When Mandela forgave the apartheid atrocities and was asked why he did so, he commented, “I knew if I didn’t leave my bitterness and hatred behind, I’d still be in prison.”
So, this is an important perspective. I realized that I did not want to go through life on crutches as a victim because I lost my only son. I had a very full life when my son was alive, and I wanted that life back.

I also realized that there is no quality of life living as a victim, and if you do NOT forgive you remain a victim. Through my choice to forgive I do have a full life back, and am blessed with peace and purpose from this choice. Although I had no idea at the time of the tragedy the results of my choice, I know 20 years later that I have manifested many blessings in my life, as evidenced by my trilogy:
Another good example of forgiveness arose from a participant in one of my 2-day forgiveness workshops. She was of Jewish descent and had lost family in the holocaust. On the morning of the second day she asked a very animated question: “Azim, you don’t get it – I am working on forgiving Hitler!” I could see in her aura and the lines etched on her face her anger and hatred for Hitler.

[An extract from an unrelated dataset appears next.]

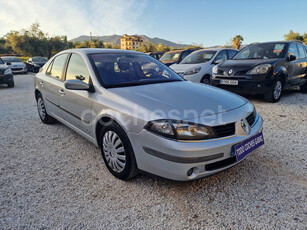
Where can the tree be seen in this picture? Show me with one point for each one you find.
(237, 41)
(296, 36)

While I fully understand her grief and anger, my response to her was: “Hitler died some 70 years ago – how is that working for you? Trust me the Higher Power is dealing with Hitler and knows how best to do that than you or I do. Be certain as we speak, the Higher Power is dealing with Hitler, so you don’t need to have him live in the important and meager real estate of your psyche. Release Hitler to the Higher Power so love and joy can live in your psyche.”
She got it. At the end of the workshop you could see the shift in her aura, with her face taking on a new radiance. A month later I got a beautiful card from her with the comment,
“My husband thanks you.” She was referencing the fact her marriage of 30 years was now more loving and fulfilling because her inner resentment no longer was living in her psyche!

In conclusion, once you understand that forgiveness frees you of hatred, anger and resentment, you will indeed live a happier and a healthier life. Having taught this work for the last 20-plus years and having helped many release their grief and anger and find happiness, I too am finding that my own life is in the flow, as I enjoy a happier and more peaceful life.
Try it. It is a wonderful gift to give yourself!